Updated 2 years ago Special to HuntingtonNews.Net

by Tom H. Hastings

The origins of Armistice Day, also known as Remembrance Day, were all about ending war, marking the signing of a ceasefire to begin to halt the destruction of World War I. That signing occurred on the 11th hour of the 11th day of the 11th month, 1918. Since the vast majority of war dead in World War I were military, it was inaugurated as a commemoration of their service and sacrifice. 

Since the majority of war dead nowadays are civilians, it seems logical to stop just honoring the military veterans, living or dead, on this day, and to repurpose the day as a true peace holiday devoted to doing everything we can to end war. 

What? You can’t just reinvent a holiday!

Yes, we can. Christmas is a massive commercial holiday, refashioned to benefit corporate owners, and they have made their moves on the rest of the holidays too, as we see in ads for sales at Valentines Day, Mothers Day, Memorial Day, Independence Day, Labor Day, Halloween, and Thanksgiving—and they are working on Martin Luther King Day, I have no doubt. 

Mothers Day is one of the most reinvented holidays of all, since the original Mothers Day proclamation by Julia Ward Howe was in response to both the US Civil War and the Franco-Prussia War of 1870, her proclamation that mothers of the world must stop allowing governments to steal and sacrifice their sons to war. It was an antiwar day. Now it’s nice enough, but with all social force drained from it. 

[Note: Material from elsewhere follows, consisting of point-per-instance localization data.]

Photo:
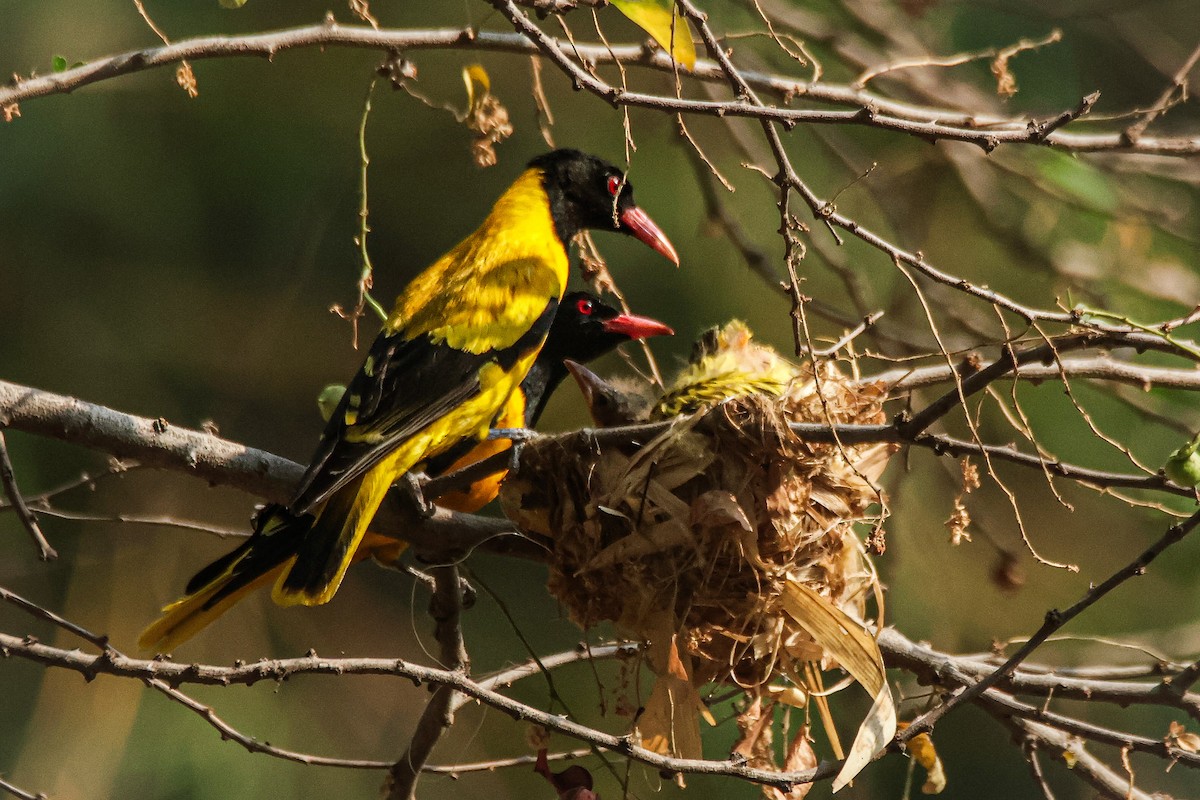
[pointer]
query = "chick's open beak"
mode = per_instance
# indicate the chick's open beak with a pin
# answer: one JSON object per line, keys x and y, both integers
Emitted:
{"x": 640, "y": 224}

And Armistice Day itself was repurposed from a day honoring peace to Veterans Day. It was Armistice Day up until the McCarthy era when, in 1954, militarists from Alabama and Kansas succeeded in pressuring Congress to repurpose Armistice Day into a celebration of war by further sacralizing all members of all armed forces, living or dead. 

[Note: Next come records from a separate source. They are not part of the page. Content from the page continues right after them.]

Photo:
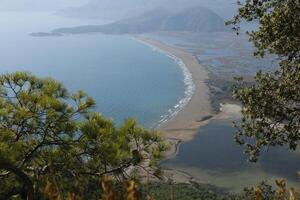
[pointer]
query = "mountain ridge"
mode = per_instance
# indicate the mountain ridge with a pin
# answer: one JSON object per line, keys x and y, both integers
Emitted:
{"x": 195, "y": 19}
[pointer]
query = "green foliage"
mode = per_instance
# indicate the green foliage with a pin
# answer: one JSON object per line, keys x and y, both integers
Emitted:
{"x": 47, "y": 134}
{"x": 271, "y": 106}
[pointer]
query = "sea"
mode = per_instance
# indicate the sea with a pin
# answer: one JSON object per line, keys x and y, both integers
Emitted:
{"x": 127, "y": 78}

Time for another holiday reinvention, from a war-loving day to a peace-loving day. In war nowadays, unlike World War I, it is safer to be in uniform with a gun than to be an innocent civilian. Where is the honor in that? Yes, I honor some of them—I had the honor to get to know one Marine corpsman who deserves every salute and benefit possible. But the more we have celebrations that support more war the more our culture coarsens into a permanent war of Orwellian proportions. Let’s turn this around.

 

 

Dr. Tom H. Hastings is core faculty in the Conflict Resolution Department at Portland State University and is Founding Director of PeaceVoice.